VKS Worker Nodes Stuck in Provisioned State due to "connection refused" reaching API Server VIP
search cancel

VKS Worker Nodes Stuck in Provisioned State due to "connection refused" reaching API Server VIP

book

Article ID: 437729

calendar_today

Updated On:

Products

Tanzu Kubernetes Runtime

Issue/Introduction

  • Supervisor or Workload Cluster worker nodes remain stuck in the "Provisioned" state and fail to join the cluster.

  • While the VMs are powered on and assigned IP addresses, they never transition to a "Ready" state.

  • Reviewing the /var/log/cloud-init-output.log on the impacted worker nodes (via SSH or VM console) shows the following error during the kubeadm join phase.

    [discovery] Retrying due to error: failed to request the cluster-info ConfigMap: Get "https://[IP_ADDRESS]:6443/api/v1/namespaces/kube-public/configmaps/cluster-info?timeout=10s": dial tcp [IP_ADDRESS]:6443: connect: connection refused

Environment

VMware vSphere Kubernetes Service (VKS)
NSX Advanced Load Balancer (AVI)

Cause

The worker nodes are unable to retrieve the cluster-info ConfigMap because the Load Balancer (NSX Advanced Load Balancer / AVI) Virtual Service (VS) is down or misconfigured. The "connection refused" error at the TCP layer indicates that the Load Balancer VIP is reachable, but the service is not accepting traffic on port 6443.

Resolution

1. Verify Load Balancer Status

Log in to the NSX Advanced Load Balancer (AVI) Controller UI and verify the status of the Virtual Service VIP for the impacted cluster:

  • Confirm if the Virtual Service status is Up.
  • Check the Health Score of the Virtual Service and its associated Pool Members (Control Plane nodes).
  • Ensure that the health checks for port 6443 are passing. If the VS is down, check if the associated pool members (which is mostly the control plane nodes) are up or not and if they're able to establish connection over port 6443.

2. Remediate Stuck Nodes

Once the connectivity issue is fixed, nodes that fail the initial bootstrapping process during the first-boot sequence typically require recreation to retry the join process successfully.

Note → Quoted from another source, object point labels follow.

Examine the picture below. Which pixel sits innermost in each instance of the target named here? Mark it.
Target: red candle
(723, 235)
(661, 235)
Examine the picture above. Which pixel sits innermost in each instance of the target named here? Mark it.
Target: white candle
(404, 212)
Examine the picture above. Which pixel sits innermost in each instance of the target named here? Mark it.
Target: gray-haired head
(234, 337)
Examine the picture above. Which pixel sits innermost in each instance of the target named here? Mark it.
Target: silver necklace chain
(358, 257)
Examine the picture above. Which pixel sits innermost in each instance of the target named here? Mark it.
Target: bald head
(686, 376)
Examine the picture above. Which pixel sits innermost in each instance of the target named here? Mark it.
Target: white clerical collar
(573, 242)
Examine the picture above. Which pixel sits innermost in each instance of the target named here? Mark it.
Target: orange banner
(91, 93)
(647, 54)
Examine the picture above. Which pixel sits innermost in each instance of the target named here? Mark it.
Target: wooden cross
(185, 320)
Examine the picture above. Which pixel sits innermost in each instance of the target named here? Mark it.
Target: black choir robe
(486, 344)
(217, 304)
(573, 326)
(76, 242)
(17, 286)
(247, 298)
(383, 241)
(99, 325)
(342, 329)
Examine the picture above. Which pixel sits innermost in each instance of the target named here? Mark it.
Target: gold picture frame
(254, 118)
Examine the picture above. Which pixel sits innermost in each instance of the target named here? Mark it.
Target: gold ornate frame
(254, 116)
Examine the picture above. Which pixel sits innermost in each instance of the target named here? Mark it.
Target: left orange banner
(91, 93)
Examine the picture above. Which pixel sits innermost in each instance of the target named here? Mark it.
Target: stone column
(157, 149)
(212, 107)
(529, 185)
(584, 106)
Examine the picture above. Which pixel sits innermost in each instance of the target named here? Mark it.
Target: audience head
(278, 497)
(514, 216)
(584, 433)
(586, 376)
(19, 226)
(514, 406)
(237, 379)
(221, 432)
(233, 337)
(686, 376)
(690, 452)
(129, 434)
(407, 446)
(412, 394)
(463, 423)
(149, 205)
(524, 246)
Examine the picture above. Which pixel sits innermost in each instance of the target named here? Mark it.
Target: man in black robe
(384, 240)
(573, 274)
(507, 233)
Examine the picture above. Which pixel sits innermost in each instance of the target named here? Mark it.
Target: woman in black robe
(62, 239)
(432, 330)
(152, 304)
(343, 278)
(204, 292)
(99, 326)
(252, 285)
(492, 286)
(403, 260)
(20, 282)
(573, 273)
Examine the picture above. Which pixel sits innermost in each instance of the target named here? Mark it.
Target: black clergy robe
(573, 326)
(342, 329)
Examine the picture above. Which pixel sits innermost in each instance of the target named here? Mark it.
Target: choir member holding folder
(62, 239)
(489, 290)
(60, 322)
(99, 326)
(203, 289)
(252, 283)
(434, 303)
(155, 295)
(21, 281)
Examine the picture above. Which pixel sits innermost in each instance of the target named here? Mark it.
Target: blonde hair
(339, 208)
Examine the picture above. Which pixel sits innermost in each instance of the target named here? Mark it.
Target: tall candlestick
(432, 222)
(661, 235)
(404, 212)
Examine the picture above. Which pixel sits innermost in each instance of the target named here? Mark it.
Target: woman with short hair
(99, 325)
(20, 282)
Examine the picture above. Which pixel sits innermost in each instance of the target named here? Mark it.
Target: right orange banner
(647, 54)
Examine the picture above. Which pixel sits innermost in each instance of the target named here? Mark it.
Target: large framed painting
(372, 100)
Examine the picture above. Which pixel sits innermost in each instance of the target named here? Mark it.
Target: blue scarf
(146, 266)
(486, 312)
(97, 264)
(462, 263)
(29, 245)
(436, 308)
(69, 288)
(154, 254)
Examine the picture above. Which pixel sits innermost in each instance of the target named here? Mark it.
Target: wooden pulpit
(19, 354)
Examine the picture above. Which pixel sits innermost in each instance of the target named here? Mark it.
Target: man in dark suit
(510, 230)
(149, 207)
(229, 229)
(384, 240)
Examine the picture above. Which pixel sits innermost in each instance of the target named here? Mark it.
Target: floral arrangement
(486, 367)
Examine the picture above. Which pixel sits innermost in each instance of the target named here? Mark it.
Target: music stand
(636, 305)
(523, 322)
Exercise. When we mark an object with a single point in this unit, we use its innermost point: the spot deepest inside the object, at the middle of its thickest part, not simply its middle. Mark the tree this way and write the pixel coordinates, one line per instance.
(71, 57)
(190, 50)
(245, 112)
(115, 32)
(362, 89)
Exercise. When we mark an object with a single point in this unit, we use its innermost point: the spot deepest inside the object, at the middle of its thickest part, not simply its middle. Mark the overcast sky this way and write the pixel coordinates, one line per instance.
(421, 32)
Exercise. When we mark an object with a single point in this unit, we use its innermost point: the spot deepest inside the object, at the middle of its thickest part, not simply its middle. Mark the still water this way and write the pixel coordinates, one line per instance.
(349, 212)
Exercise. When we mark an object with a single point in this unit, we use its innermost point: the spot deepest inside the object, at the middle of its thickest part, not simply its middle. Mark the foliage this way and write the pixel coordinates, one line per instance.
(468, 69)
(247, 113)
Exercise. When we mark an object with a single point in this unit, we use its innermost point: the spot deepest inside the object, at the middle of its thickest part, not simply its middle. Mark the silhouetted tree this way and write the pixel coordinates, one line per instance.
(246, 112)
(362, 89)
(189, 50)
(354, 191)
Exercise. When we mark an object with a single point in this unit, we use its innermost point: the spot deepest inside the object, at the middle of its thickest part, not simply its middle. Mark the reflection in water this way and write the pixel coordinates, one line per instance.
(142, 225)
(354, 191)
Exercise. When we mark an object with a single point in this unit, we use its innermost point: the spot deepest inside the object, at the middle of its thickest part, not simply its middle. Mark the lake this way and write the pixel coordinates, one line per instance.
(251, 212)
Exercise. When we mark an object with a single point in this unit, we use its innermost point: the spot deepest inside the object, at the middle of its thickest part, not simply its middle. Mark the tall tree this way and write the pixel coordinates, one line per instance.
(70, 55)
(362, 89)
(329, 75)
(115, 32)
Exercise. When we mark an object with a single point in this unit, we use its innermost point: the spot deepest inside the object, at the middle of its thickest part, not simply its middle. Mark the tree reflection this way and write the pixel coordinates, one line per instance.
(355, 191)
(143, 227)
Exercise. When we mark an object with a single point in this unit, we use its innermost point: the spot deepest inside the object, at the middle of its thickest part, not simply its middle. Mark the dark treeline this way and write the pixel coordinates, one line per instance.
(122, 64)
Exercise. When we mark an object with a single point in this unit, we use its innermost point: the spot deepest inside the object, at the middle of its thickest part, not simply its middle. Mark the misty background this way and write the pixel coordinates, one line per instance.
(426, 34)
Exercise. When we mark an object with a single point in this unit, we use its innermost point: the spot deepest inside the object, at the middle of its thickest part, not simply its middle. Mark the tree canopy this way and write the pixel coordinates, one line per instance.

  1. Connect to the Supervisor cluster context.
  2. Identify the stuck machine objects in the relevant namespace using the command below.

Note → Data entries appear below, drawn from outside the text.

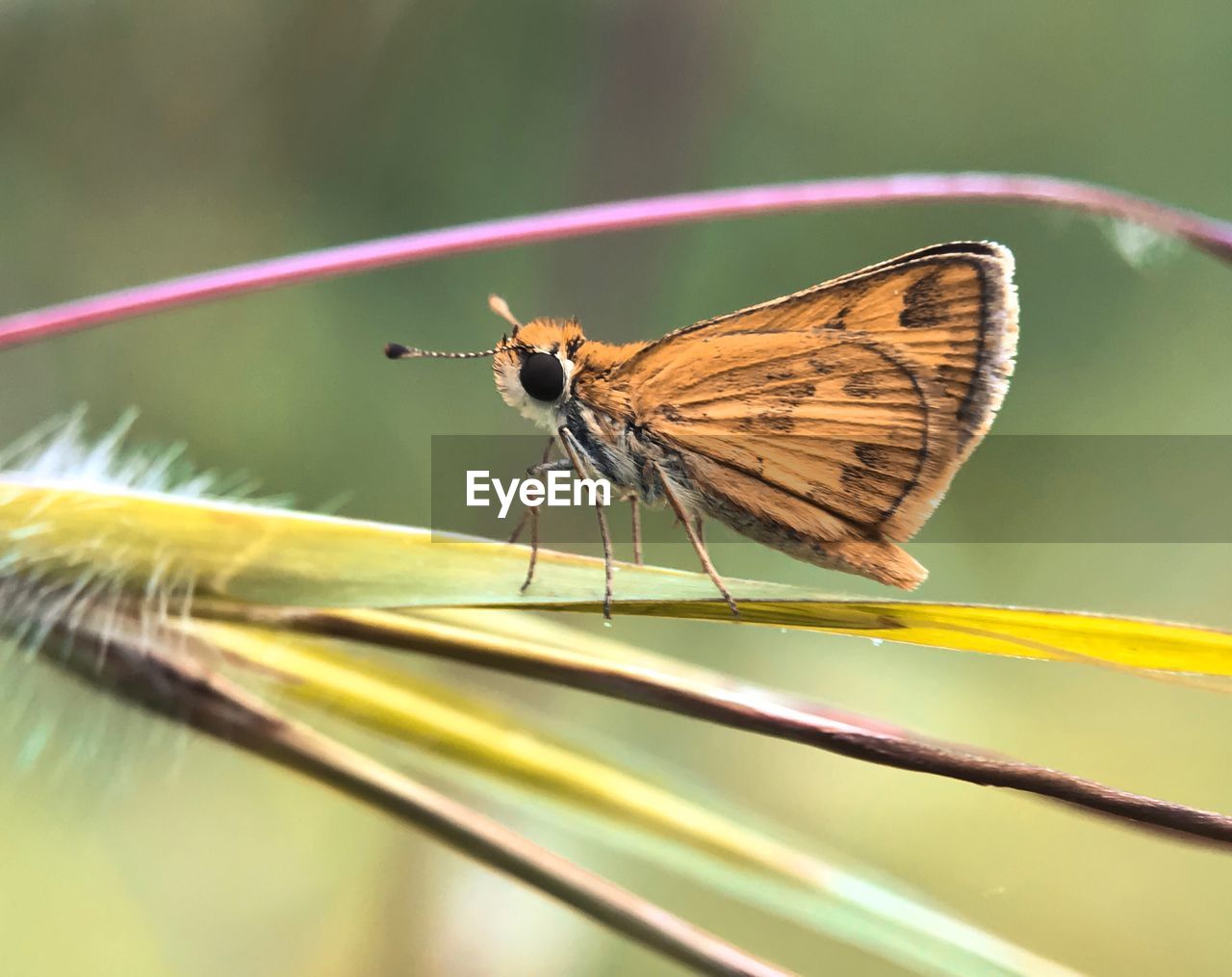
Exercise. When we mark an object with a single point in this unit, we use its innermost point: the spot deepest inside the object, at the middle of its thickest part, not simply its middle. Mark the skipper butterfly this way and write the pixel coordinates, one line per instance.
(827, 424)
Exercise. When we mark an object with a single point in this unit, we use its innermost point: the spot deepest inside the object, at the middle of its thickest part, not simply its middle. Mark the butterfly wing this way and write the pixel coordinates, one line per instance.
(841, 412)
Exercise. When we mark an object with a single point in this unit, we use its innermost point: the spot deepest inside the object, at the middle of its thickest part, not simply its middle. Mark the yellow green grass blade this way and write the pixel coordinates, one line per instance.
(715, 848)
(259, 554)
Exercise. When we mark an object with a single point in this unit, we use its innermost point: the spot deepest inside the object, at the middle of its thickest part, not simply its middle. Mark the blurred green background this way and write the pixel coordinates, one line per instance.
(144, 140)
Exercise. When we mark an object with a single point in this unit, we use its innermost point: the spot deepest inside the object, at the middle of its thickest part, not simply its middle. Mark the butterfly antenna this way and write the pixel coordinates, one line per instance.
(397, 351)
(501, 308)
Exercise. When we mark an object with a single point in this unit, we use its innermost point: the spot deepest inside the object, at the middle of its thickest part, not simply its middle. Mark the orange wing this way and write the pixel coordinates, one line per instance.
(840, 412)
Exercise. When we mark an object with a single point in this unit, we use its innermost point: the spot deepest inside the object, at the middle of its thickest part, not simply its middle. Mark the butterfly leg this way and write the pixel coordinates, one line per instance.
(693, 527)
(531, 515)
(575, 451)
(636, 506)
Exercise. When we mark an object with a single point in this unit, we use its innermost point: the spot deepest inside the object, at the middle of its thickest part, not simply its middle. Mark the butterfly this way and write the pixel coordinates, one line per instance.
(826, 424)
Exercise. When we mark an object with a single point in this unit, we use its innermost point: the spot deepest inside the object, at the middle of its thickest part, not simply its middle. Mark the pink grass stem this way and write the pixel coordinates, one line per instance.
(1209, 234)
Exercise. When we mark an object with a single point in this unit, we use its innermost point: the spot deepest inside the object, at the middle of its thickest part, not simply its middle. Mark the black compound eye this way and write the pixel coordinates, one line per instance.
(542, 376)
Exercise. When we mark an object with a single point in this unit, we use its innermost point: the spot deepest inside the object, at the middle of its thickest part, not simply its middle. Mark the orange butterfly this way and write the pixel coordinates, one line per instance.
(827, 424)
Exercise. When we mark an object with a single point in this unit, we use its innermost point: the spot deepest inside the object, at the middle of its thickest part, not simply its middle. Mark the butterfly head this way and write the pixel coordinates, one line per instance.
(533, 365)
(533, 368)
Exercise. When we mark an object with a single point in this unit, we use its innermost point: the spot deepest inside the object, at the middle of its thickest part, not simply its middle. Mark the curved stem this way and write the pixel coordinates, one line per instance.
(1209, 234)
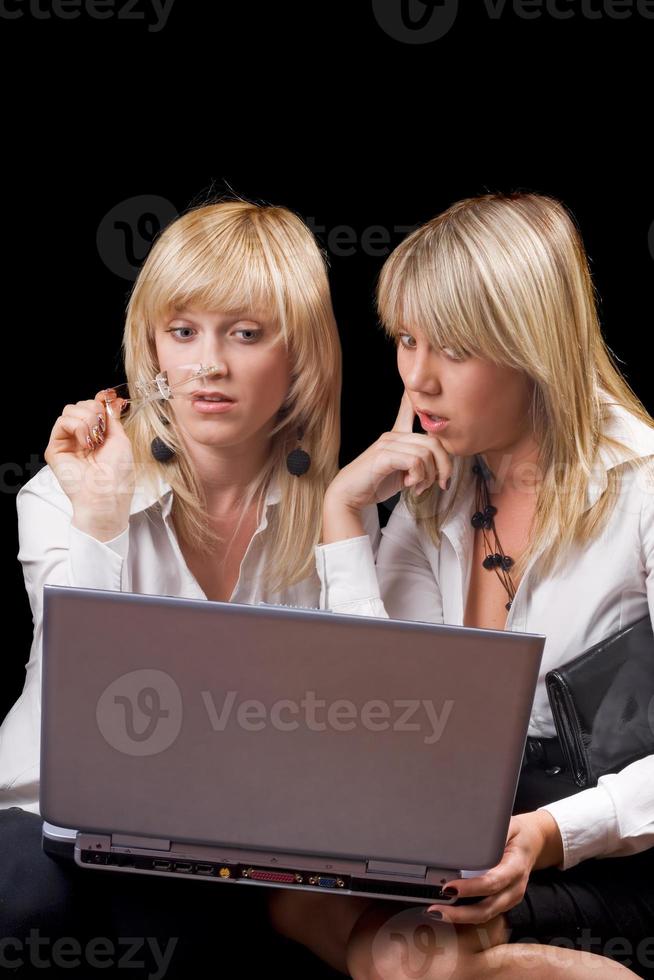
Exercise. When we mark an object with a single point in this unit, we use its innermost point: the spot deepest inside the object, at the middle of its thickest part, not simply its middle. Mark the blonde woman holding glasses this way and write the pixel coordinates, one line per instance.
(202, 476)
(526, 502)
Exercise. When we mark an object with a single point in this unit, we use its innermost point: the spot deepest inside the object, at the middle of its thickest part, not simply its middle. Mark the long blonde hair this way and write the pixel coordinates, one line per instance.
(229, 255)
(505, 277)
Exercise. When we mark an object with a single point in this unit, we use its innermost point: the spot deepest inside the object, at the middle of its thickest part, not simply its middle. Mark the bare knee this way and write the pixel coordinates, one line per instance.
(289, 911)
(388, 943)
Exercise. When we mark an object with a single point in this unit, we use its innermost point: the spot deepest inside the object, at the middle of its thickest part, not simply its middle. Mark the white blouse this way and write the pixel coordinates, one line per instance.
(601, 589)
(144, 558)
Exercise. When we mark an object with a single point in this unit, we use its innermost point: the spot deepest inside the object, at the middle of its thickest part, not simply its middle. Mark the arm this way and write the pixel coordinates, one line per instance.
(53, 550)
(616, 817)
(401, 583)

    kubectl get vm,machines -n <namespace> | grep -i <name of the cluster> 
  3. Safely remediate the concerned machines using the command below.

    kubectl annotate machine -n <ns> <machine-name> 'cluster.x-k8s.io/remediate-machine=""'

Note: Cluster API (CAPI) will automatically trigger the provisioning of new worker nodes to replace the deleted ones.

3. Validation

Monitor the replacement nodes to ensure they successfully reach the API server:

  1. Verify the /var/log/cloud-init-output.log of the newly provisioned worker nodes and ensure that the bootstrap completes without connection errors.
  2. Confirm nodes transition to "Ready" state in the guest cluster context.